Question

How do you find the square root of \[23\]?

Answer 1

Hint:
We have to find the square root of \[23\]. Since \[23\] is a prime number so we cannot find the square root by the prime factorization method. So firstly we find the nearest perfect square of \[23\]. Then we write \[23\] in the form of \[25\] then we take square root on both sides then we solve the Right-hand side and write it in the form of \[(1 + xn)\] and we solve it for \[{(1 + x)^n}\] And at least We will be able to find the square root.

Complete Step by step Solution:
we have to find the square root of \[23\]. As \[23\] is a prime number so find it by another method.
The nearest perfect square of \[23\] is \[25\].
So 23 can be written as
\[23 = 25 - 2\]
Taking square root in both side
\[ \Rightarrow \sqrt {23} = \sqrt {25 - 2} \]
\[ \Rightarrow {(23)^{\dfrac{1}{2}}} = {(25 - 2)^{\dfrac{1}{2}}}\]
Taking 25 common from right-hand-side
\[ \Rightarrow {(23)^{\dfrac{1}{2}}} = {(25)^{\dfrac{1}{2}}}{\left[ {1 - \dfrac{2}{{25}}} \right]^{\dfrac{1}{2}}}\]
Square root of \[25{\text{ }} = 5\]
\[ \Rightarrow {(23)^{\dfrac{1}{2}}} = 5{\left[ {1 - \dfrac{2}{{25}}} \right]^{\dfrac{1}{2}}}\]
The term in the right hand side is in the form of \[{(1 + x)^n}\].
And \[{(1 + x)^n}\]is approximately equal to \[(1 - \dfrac{1}{n}x)\]
So \[{(23)^{\dfrac{1}{2}}} \approx 5\left[ {1 - \dfrac{2}{{2 \times 25}}} \right]\]
\[
    \\
   \Rightarrow {(23)^{\dfrac{1}{2}}} \approx 5\left[ {1 - \dfrac{1}{{25}}} \right] \\
 \]
\[ \Rightarrow {(23)^{\dfrac{1}{2}}} \approx 5\left[ {1 - \dfrac{1}{{25}}} \right]\]
\[ \Rightarrow {(23)^{\dfrac{1}{2}}} \approx 5\left[ {1 - 0.04} \right] \approx 5\left[ {0.96} \right]\]
\[ \Rightarrow {(23)^{\dfrac{1}{2}}} \approx 5\left[ {1 - 0.04} \right] \approx 5\left[ {0.96} \right]\]
\[ \Rightarrow {(23)^{\dfrac{1}{2}}} \approx 4.8\]
This is the required result.

Note:
Prime numbers are those numbers that are divided by one and itself only.

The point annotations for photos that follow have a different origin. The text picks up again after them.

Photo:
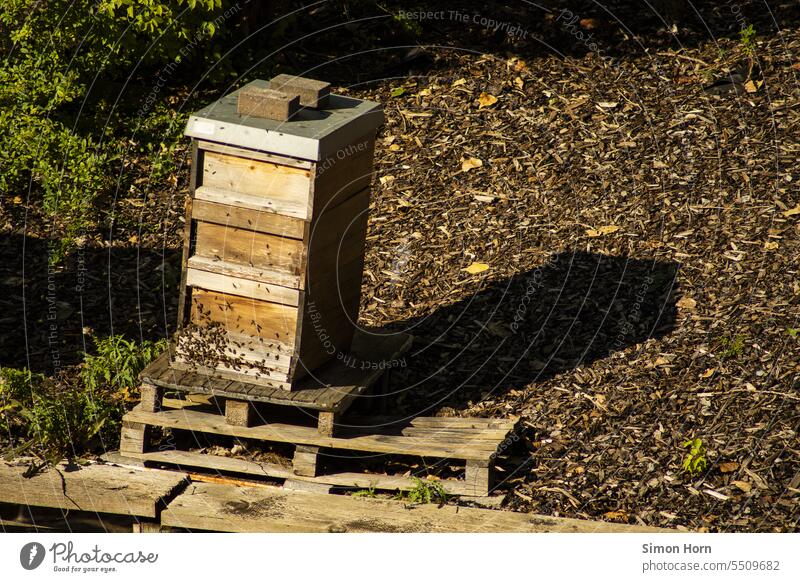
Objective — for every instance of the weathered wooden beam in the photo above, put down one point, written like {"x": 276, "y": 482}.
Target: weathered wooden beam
{"x": 312, "y": 93}
{"x": 267, "y": 103}
{"x": 271, "y": 509}
{"x": 238, "y": 412}
{"x": 94, "y": 487}
{"x": 305, "y": 461}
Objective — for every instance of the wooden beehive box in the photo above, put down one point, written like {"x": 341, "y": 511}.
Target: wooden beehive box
{"x": 274, "y": 244}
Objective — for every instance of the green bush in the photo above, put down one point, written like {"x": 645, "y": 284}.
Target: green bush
{"x": 50, "y": 54}
{"x": 57, "y": 418}
{"x": 118, "y": 362}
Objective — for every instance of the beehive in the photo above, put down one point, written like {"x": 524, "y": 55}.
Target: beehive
{"x": 274, "y": 243}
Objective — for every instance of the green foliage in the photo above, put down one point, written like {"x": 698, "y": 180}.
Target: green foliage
{"x": 54, "y": 420}
{"x": 695, "y": 461}
{"x": 368, "y": 492}
{"x": 425, "y": 491}
{"x": 118, "y": 362}
{"x": 50, "y": 54}
{"x": 746, "y": 39}
{"x": 732, "y": 347}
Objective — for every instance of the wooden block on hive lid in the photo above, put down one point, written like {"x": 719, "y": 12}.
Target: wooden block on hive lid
{"x": 267, "y": 103}
{"x": 312, "y": 93}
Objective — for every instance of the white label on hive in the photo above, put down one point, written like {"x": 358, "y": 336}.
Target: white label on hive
{"x": 204, "y": 127}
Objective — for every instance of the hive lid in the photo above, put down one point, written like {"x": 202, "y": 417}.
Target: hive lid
{"x": 313, "y": 134}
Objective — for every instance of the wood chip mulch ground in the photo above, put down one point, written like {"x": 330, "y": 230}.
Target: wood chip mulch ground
{"x": 610, "y": 253}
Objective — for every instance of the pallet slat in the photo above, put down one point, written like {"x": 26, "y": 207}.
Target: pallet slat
{"x": 185, "y": 419}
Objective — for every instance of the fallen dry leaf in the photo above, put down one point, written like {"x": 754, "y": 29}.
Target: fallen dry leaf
{"x": 708, "y": 373}
{"x": 753, "y": 86}
{"x": 743, "y": 485}
{"x": 615, "y": 515}
{"x": 470, "y": 163}
{"x": 602, "y": 230}
{"x": 486, "y": 100}
{"x": 792, "y": 211}
{"x": 476, "y": 268}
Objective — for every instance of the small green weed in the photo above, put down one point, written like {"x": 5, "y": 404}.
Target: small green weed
{"x": 732, "y": 347}
{"x": 746, "y": 38}
{"x": 118, "y": 362}
{"x": 425, "y": 491}
{"x": 695, "y": 461}
{"x": 368, "y": 492}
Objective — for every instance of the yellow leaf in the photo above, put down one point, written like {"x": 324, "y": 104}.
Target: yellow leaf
{"x": 602, "y": 230}
{"x": 708, "y": 373}
{"x": 753, "y": 86}
{"x": 615, "y": 515}
{"x": 743, "y": 485}
{"x": 792, "y": 211}
{"x": 485, "y": 100}
{"x": 470, "y": 163}
{"x": 476, "y": 268}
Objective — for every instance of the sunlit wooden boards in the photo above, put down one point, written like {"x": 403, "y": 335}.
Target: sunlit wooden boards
{"x": 274, "y": 241}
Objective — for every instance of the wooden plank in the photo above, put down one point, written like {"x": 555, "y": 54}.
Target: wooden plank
{"x": 251, "y": 202}
{"x": 282, "y": 184}
{"x": 187, "y": 419}
{"x": 263, "y": 275}
{"x": 244, "y": 287}
{"x": 267, "y": 103}
{"x": 261, "y": 379}
{"x": 187, "y": 459}
{"x": 238, "y": 412}
{"x": 242, "y": 315}
{"x": 94, "y": 487}
{"x": 312, "y": 93}
{"x": 247, "y": 247}
{"x": 259, "y": 221}
{"x": 333, "y": 388}
{"x": 218, "y": 507}
{"x": 254, "y": 155}
{"x": 305, "y": 462}
{"x": 450, "y": 423}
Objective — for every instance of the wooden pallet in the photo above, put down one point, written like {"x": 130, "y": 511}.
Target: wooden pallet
{"x": 471, "y": 441}
{"x": 328, "y": 393}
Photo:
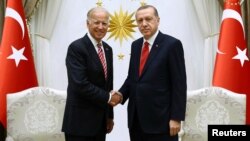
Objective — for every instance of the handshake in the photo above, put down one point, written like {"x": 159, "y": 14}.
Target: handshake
{"x": 116, "y": 98}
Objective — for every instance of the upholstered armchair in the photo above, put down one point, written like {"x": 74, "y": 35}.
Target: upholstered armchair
{"x": 211, "y": 105}
{"x": 35, "y": 114}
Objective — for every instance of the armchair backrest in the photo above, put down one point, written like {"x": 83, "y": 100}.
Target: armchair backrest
{"x": 36, "y": 114}
{"x": 211, "y": 105}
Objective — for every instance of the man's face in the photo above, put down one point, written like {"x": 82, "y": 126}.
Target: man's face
{"x": 147, "y": 22}
{"x": 98, "y": 25}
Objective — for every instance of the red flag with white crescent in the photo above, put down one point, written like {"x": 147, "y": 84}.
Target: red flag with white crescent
{"x": 17, "y": 70}
{"x": 232, "y": 67}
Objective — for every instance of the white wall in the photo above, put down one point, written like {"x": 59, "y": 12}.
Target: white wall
{"x": 178, "y": 18}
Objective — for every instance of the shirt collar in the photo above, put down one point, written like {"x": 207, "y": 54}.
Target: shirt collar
{"x": 152, "y": 39}
{"x": 94, "y": 42}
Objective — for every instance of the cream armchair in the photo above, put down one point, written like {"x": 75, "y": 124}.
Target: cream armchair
{"x": 35, "y": 114}
{"x": 212, "y": 105}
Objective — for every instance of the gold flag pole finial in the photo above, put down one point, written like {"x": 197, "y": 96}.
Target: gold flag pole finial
{"x": 99, "y": 3}
{"x": 143, "y": 2}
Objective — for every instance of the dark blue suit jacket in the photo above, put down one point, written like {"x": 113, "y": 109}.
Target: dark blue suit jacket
{"x": 88, "y": 92}
{"x": 159, "y": 94}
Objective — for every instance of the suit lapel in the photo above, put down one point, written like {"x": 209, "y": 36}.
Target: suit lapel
{"x": 93, "y": 53}
{"x": 108, "y": 55}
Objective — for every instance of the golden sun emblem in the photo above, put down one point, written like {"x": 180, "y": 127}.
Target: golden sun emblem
{"x": 121, "y": 25}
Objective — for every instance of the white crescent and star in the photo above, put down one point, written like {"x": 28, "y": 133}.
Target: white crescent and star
{"x": 232, "y": 14}
{"x": 16, "y": 55}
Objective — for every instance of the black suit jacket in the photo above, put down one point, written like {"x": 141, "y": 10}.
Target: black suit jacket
{"x": 88, "y": 92}
{"x": 159, "y": 94}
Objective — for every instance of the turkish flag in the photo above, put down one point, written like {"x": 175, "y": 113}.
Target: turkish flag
{"x": 232, "y": 67}
{"x": 17, "y": 70}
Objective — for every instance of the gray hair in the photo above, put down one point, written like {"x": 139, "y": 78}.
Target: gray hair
{"x": 95, "y": 9}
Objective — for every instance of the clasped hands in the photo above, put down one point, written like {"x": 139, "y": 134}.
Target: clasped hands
{"x": 116, "y": 98}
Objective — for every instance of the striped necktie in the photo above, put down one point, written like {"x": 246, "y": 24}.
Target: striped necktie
{"x": 102, "y": 59}
{"x": 144, "y": 56}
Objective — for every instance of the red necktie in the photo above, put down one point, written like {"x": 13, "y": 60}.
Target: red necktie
{"x": 144, "y": 56}
{"x": 102, "y": 59}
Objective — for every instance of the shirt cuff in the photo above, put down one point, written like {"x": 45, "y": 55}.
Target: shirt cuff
{"x": 110, "y": 96}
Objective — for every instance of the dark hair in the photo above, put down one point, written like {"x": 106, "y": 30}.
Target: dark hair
{"x": 148, "y": 6}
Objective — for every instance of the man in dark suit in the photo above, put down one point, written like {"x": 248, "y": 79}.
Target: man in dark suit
{"x": 88, "y": 113}
{"x": 156, "y": 82}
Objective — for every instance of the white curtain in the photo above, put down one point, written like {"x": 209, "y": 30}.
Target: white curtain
{"x": 183, "y": 19}
{"x": 209, "y": 15}
{"x": 42, "y": 25}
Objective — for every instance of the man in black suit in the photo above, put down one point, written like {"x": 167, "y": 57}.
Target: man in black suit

In the number theory, integer factorization is the decomposition of the composite number into that smaller integer. If their smaller integers are restricted to prime numbers only the process is called prime factorization. The square root of a number is The number which when multiplied by itself gives the number.
Example: When we multiply \[4\] by \[4\] we get \[16\] so \[4\] is the Square root of \[16\].